Horacio Tubio había hecho casa en el valle de El Bolsón. La casa no tenía luz eléctrica. Él había venido desde California, cargando sus modernos chirimbolos: pero la computadora, el fax, el televisor y el lavarropas se negaban a funcionar con luz de velas.
Horacio acudió a la oficina correspondiente. Lo atendió un ingeniero. El ingeniero consultó unos enigmáticos mapas, y respondió que el servicio eléctrico ya estaba funcionando en esa zona.

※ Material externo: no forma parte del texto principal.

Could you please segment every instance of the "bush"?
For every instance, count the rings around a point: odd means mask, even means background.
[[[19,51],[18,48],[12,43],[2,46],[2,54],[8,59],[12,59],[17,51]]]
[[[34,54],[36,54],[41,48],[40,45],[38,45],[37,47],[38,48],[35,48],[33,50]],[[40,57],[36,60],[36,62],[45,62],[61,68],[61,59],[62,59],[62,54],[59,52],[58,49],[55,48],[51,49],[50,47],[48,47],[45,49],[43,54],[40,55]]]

—Sí, funciona —reconoció Horacio—. Funciona en el bosque. Los árboles están felices.
El ingeniero se indignó y sentenció:
—¿Sabe cuál es su problema? La arrogancia. Con esa arrogancia, usted no va a conseguir nunca nada en la vida. Y le señaló la salida.
Horacio se retiró, cerró la puerta.
Pero en seguida el ingeniero escuchó: toc-toc.
Horacio estaba allí, arrodillado, humillando la cabeza:
—Usted, ingeniero, que ha tenido la suerte de poder estudiar…
—Levántese, levántese.
—Usted que tiene un título…
—Levántese, por favor.
—Comprenda mi situación, ingeniero. Yo quisiera aprender a leer…
Horacio no interrumpió la letanía hasta que la luz eléctrica llegó a su casa.